That, I would agree with.

What I've been showing for the past 14 pages (in my settings it is 14 now, for others it is 28 or something, right?) is that it isn't just a bad feeling we get. That is the beginning but there are reasons for this bad feeling. The mechanic itself has multiple reasons why it annoys me(us) beyond "I don't like it." These comments make me think that you think it is a last straw. It isn't. It is another straw. It doesn't make sense (as you seem to at least partially agree) and yet pemerton doesn't see it - which does confound me a little.

And when did I say anything about rainbows and unicorns?

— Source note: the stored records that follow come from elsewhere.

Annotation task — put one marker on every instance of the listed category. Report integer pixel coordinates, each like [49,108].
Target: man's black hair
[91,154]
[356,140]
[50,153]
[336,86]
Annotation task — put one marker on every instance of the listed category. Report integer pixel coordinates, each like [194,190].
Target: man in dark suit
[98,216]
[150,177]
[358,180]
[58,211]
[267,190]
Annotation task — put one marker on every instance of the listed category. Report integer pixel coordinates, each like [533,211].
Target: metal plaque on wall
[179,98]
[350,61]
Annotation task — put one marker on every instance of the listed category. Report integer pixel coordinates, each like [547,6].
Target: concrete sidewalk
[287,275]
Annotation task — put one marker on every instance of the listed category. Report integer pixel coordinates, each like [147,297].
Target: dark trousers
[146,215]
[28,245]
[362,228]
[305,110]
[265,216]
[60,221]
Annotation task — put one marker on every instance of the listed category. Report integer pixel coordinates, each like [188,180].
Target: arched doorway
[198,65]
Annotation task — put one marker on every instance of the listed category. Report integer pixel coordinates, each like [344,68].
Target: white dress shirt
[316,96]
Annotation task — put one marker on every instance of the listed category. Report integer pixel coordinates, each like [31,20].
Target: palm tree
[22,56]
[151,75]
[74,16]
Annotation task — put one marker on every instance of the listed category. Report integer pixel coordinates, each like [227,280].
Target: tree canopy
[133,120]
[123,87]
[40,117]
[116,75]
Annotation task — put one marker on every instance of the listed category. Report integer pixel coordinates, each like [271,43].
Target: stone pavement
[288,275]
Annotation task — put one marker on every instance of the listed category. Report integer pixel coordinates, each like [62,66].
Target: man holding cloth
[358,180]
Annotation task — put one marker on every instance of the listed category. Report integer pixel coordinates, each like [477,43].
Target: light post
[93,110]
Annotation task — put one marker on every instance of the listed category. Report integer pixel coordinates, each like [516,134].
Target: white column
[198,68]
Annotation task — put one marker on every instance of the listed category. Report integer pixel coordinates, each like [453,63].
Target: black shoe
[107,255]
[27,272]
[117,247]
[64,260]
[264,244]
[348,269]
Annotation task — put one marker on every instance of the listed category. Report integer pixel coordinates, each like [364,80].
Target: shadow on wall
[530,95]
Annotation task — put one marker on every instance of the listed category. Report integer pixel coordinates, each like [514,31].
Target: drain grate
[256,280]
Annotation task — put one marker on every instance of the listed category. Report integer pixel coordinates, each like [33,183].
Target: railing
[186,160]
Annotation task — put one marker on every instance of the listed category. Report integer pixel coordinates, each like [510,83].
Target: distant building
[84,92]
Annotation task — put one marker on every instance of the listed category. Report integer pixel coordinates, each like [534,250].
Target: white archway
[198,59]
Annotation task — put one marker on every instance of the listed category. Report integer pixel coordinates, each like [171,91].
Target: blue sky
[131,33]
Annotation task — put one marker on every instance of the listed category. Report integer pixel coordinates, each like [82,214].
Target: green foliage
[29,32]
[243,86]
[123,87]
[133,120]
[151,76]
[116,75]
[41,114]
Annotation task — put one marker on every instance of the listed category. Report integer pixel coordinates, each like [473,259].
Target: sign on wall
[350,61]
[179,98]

I was speaking/writing colloquially about "you"...it sounds more awkward to my ears to say "If one is trying to tell me..." I was just trying to make my position clearer to the general thread audience, rather than directing a comment to you personally about your style or argument. No offense intended. Please pardon my hyperbole.

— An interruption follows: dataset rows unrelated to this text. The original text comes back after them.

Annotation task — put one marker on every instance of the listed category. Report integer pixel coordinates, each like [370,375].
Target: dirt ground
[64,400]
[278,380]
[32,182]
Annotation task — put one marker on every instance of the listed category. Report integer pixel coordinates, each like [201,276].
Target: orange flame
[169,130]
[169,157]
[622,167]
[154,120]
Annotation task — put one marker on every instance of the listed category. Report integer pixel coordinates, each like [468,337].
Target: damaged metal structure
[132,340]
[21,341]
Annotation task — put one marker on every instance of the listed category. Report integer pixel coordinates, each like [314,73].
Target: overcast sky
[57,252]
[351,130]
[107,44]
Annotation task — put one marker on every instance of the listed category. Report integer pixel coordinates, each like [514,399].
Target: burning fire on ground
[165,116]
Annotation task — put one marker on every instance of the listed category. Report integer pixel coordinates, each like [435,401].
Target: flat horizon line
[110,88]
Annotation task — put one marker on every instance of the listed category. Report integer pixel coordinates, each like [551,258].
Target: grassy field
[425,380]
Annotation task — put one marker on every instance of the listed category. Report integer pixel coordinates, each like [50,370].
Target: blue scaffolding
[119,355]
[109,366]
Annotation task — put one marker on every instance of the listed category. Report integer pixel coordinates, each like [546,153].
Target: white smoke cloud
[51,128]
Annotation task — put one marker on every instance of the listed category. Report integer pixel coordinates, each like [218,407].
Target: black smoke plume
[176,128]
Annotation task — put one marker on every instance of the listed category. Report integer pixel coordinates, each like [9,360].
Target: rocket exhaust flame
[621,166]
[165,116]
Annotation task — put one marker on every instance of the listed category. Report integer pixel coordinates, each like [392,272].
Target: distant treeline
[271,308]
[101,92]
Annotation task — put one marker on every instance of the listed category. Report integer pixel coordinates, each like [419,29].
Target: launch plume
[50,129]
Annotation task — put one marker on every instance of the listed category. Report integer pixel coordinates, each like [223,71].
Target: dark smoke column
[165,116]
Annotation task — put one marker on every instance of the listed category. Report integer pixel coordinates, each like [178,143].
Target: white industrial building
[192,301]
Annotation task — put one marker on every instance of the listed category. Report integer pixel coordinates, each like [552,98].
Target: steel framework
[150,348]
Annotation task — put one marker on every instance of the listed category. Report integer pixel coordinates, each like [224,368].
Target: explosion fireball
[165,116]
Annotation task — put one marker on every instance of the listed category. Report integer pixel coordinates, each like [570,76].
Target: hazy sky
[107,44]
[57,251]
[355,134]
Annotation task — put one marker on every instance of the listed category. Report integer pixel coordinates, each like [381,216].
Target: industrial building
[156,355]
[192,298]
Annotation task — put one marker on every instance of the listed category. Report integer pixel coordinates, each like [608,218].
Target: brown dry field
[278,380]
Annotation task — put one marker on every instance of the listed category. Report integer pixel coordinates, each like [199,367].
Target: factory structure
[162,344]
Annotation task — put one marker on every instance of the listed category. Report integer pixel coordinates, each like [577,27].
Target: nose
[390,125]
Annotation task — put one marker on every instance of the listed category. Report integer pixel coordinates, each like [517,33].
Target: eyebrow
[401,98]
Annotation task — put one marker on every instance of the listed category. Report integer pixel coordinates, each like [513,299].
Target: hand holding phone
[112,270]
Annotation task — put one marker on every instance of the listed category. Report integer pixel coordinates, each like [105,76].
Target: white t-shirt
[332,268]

I agree that the mechanic may not be very sensible in all situations, at times requiring what [MENTION=42582]pemerton[/MENTION] calls "deft narration" to even begin to make sense out of it in the fiction. However, I and others find that to be true of a fair number of things in a typical/traditional D&D engine. So, from my (and I think pemerton's) perspective, that by itself doesn't really make this mechanic unsuitable for D&D (or at least no less suitable than all those other things).

If a person can accept all those other awkwardnesses, and miss damage is just one too many for them to make narrative sense of a D&D combat...then that's how I think its the "last straw" for that person. Which seems to be the case for a decent number of posters in this thread.

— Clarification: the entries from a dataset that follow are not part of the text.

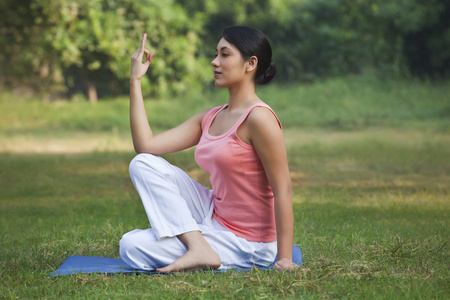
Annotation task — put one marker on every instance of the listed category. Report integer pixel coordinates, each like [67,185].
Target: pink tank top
[244,201]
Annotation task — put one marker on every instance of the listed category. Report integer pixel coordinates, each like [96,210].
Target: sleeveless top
[244,201]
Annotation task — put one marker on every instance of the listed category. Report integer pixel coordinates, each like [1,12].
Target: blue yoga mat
[106,265]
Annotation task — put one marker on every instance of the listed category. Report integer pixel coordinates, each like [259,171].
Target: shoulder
[262,117]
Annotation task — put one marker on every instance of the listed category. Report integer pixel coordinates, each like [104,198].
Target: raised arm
[181,137]
[268,141]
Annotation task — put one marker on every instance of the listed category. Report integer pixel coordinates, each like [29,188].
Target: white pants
[176,204]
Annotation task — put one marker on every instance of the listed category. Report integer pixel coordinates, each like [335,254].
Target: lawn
[370,166]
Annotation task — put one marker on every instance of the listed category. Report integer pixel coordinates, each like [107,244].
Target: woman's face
[229,66]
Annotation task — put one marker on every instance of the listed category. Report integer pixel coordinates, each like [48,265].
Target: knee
[141,160]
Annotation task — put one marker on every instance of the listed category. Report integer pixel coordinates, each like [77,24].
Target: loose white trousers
[175,204]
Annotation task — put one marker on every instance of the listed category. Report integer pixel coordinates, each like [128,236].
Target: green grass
[371,198]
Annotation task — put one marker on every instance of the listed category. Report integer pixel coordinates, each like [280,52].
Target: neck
[241,96]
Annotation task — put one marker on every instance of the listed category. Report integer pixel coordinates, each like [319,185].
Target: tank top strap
[248,111]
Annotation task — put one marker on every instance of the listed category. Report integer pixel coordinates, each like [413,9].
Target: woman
[247,218]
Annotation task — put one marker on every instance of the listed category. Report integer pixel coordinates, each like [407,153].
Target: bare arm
[181,137]
[268,141]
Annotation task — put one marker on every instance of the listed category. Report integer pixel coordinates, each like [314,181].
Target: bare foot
[200,255]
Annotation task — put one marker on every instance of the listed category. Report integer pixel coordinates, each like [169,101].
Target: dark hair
[252,42]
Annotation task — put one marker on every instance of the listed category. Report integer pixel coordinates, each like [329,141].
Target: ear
[252,64]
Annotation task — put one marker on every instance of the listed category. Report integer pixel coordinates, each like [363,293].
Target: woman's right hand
[139,68]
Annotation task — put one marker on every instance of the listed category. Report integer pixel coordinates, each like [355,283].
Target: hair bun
[268,75]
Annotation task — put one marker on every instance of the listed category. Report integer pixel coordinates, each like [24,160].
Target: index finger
[144,39]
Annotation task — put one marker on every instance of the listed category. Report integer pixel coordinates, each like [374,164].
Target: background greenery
[362,92]
[370,169]
[66,48]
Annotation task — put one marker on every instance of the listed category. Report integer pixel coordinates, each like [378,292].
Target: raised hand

Stepping back for a second, though. Even though I (and I presume anyone sticking around to read this post) enjoy arguing about game mechanics. I wouldn't want you to discount your feelings in matters such as these. This is, after all, a leisure activity...whether you/we like it or not is of critical importance whether or not you have some well-reasoned argument about it! At least, that's how I see it.
 

That it is 20th level means it is going to see less play. It means it is balanced against things that other 20th level characters can do. If the fighter got this ability at 20th it would be FAR less game breaking.
It hadn't occurred to me that your objection (or anyone else's) was that the ability is unbalanced. I don't see that at all. Assuming that 3/5 of attacks hit (that is roughy the ratio in 4e), then 3 damage per miss is the statistical equivalent of a +2 damage bonus. I don't think that's game breaking at all!